A mid-2000’s study linking anti-gay prejudice to shorter lifespans for lesbians, gays, and bisexual individuals has been retracted on grounds that it was an “erroneous” finding.
The study “Structural stigma and all-cause mortality in sexual minority populations” was conducted by researchers from Columbia University’s Mailman School of Public Health and was published by the peer-reviewed academic journal Social Science & Medicine in February 2014.
The study purported to have found that lesbian, gay, and bisexual people who live in communities with high levels of anti-gay sentiment tend to die earlier than lesbians, gays and bisexuals who live in communities that are more tolerant of their lifestyles.
The report suggested that lesbians, gays and bisexuals living in communities with a “high prejudice” to their lifestyles lived an average 12 years less than those living in more tolerant communities.
The study stated that analysis of specific causes of death revealed that suicide, homicide and cardiovascular diseases “were substantially elevated among sexual minorities in high-prejudice communities.”
The researchers, led by sociomedical sciences professor Mark Hatzenbuehler, indicated that an added stress that accompanies living in areas of lesser tolerance to LGBT lifestyles can cause earlier deaths.
The study had been promoted by institutions such as the National LGBT Health Education Center and was covered in a number of news outlets such as Reuters and ThinkProgress.
However, the University of Texas at Austin sociology professor and author Mark Regnerus voiced concern with the study. In 2017, the same peer-reviewed journal that published the study published a piece by Regnerus detailing his attempts to run his own analysis of the data.
Regnerus used 10 different approaches and could not replicate the results shown in the original study.
“Ten different approaches to multiple imputations of missing data yielded none in which the effect of structural stigma on the mortality of sexual minorities was statistically significant,” the conclusion of Regnerus’ paper reads. “Minimally, the original study's structural stigma variable (and hence its key result) is so sensitive to subjective measurement decisions as to be rendered unreliable.”
Hatzenbuehler told ThinkProgress in response to Regnerus’ report that he and his colleagues would stand by their results and work on a “detailed response” to Regnerus’ to submit for peer review. The ThinkProgress article also describes Regnerus as an "anti-gay researcher" driven by political bias.
This month, the publication officially retracted Hatzenbuehler’s study.

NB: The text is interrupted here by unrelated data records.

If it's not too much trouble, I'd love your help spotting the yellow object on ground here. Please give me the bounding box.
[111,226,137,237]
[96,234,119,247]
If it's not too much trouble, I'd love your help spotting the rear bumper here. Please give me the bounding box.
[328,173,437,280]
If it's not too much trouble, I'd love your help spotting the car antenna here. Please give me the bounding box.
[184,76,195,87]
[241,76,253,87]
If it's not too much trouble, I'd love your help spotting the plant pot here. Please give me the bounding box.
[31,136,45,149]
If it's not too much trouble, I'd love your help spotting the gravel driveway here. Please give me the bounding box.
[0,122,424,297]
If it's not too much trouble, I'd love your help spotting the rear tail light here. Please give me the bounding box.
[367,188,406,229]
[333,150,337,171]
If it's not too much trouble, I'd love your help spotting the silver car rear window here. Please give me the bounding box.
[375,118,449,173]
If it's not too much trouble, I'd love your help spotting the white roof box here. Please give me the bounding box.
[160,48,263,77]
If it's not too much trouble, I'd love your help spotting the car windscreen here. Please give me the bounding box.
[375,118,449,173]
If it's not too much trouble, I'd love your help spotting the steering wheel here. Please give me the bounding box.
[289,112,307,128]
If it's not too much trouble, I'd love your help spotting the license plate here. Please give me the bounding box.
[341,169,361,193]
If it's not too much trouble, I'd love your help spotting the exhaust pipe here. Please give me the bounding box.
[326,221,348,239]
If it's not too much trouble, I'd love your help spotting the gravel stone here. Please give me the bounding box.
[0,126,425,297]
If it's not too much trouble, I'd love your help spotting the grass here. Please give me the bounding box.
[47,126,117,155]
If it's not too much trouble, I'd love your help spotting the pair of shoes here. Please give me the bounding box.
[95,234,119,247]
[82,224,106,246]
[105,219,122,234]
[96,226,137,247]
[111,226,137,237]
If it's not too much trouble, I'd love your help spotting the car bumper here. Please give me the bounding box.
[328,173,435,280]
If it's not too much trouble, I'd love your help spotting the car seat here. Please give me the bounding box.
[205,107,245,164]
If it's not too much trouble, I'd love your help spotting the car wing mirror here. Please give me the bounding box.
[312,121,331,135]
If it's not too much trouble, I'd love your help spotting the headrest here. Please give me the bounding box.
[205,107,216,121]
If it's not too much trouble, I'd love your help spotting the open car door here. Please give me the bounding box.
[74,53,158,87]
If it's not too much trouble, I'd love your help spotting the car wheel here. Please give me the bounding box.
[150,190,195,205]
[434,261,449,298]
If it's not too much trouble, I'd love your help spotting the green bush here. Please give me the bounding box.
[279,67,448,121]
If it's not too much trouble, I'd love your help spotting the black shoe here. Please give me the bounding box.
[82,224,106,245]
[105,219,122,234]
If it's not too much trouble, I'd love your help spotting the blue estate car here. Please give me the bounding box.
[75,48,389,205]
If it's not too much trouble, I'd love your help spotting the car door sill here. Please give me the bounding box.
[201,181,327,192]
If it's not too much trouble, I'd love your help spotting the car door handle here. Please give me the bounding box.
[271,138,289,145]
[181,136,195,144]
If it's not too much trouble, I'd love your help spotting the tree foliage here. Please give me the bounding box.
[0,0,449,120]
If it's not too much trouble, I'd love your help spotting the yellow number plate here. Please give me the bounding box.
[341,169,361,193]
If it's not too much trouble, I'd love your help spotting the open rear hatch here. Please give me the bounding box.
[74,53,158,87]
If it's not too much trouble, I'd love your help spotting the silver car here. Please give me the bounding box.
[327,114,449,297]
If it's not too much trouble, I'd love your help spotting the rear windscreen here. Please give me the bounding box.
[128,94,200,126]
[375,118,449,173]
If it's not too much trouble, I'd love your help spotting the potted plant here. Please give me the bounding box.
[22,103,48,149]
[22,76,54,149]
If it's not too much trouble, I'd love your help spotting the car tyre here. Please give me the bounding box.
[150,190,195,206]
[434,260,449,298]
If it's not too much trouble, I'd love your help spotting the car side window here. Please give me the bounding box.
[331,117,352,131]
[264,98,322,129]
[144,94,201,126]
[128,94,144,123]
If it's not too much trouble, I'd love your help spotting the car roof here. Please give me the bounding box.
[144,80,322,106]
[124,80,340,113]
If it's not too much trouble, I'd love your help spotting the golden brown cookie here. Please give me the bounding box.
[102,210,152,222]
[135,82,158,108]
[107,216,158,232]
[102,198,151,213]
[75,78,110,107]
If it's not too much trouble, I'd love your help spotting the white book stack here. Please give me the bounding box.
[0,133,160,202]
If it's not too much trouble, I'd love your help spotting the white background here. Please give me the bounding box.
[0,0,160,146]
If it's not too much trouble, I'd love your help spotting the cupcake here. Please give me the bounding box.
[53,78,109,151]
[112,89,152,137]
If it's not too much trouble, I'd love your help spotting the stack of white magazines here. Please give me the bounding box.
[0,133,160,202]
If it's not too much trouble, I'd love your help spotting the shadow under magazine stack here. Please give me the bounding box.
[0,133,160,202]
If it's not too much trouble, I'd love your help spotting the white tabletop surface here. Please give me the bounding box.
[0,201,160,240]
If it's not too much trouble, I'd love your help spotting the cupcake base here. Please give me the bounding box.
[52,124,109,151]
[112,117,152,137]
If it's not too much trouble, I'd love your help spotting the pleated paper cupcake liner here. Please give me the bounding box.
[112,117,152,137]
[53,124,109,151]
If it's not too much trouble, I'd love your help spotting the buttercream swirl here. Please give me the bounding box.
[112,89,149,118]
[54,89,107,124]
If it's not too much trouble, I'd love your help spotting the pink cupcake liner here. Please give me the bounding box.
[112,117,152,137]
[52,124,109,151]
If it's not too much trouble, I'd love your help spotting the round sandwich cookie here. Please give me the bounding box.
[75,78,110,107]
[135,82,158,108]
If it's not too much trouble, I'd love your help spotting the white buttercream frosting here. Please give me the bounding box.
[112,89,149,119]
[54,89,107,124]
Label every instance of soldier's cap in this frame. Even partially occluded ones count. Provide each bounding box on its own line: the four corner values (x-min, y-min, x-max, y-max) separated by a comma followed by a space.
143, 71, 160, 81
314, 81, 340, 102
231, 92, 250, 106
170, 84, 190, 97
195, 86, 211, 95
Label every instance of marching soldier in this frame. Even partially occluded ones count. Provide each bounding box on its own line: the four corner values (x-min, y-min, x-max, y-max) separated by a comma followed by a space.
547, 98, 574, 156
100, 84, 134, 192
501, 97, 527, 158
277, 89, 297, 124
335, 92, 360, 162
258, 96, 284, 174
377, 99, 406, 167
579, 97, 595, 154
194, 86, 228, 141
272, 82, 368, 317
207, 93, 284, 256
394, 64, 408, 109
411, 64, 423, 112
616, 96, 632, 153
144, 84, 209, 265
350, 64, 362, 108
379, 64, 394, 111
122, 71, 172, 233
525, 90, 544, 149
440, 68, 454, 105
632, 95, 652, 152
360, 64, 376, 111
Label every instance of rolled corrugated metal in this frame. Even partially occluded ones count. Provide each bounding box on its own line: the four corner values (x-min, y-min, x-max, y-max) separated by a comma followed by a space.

“The reason for the retraction is that the authors discovered an error in the study, which, once corrected, rendered the association between structural stigma and mortality risk no longer statistically significant in the sample of 914 sexual minorities,” an explanation on the publication’s website reads. “The authors published a Corrigendum … pending a re-analysis of the data. Re-analysis confirmed that the original finding was erroneous and the authors wish to fully retract their original study accordingly.”
Robert P. George, a conservative law professor at Princeton University, took to social media to claim that the retraction was somewhat of a vindication for Regnerus.
“If the name ‘Mark Regnerus’ rings a bell, it's likely because his own ‘New Family Structures’ study comparing outcomes for children of various family or household forms was viciously attacked for politically motivated reasons,” George wrote. “Those who didn't like what his study reported pressured the professional journal in which it was published to retract it. They had no case, and the journal editors stood firmly behind the study.”
“Regnerus' critics tried everything to wreck his career, but fortunately they failed,” George added. “He was promoted to the rank of full professor and continues to do outstanding work — like his work in exposing the unreplicability of the Hatzenbuehler study.”
In December, a systematic review and analysis of 2.5 million adolescents published in JAMA Pediatrics found that youths” who identify as homosexual, bisexual and transgender “have a significantly higher risk of life-threatening behavior compared with their heterosexual peers.”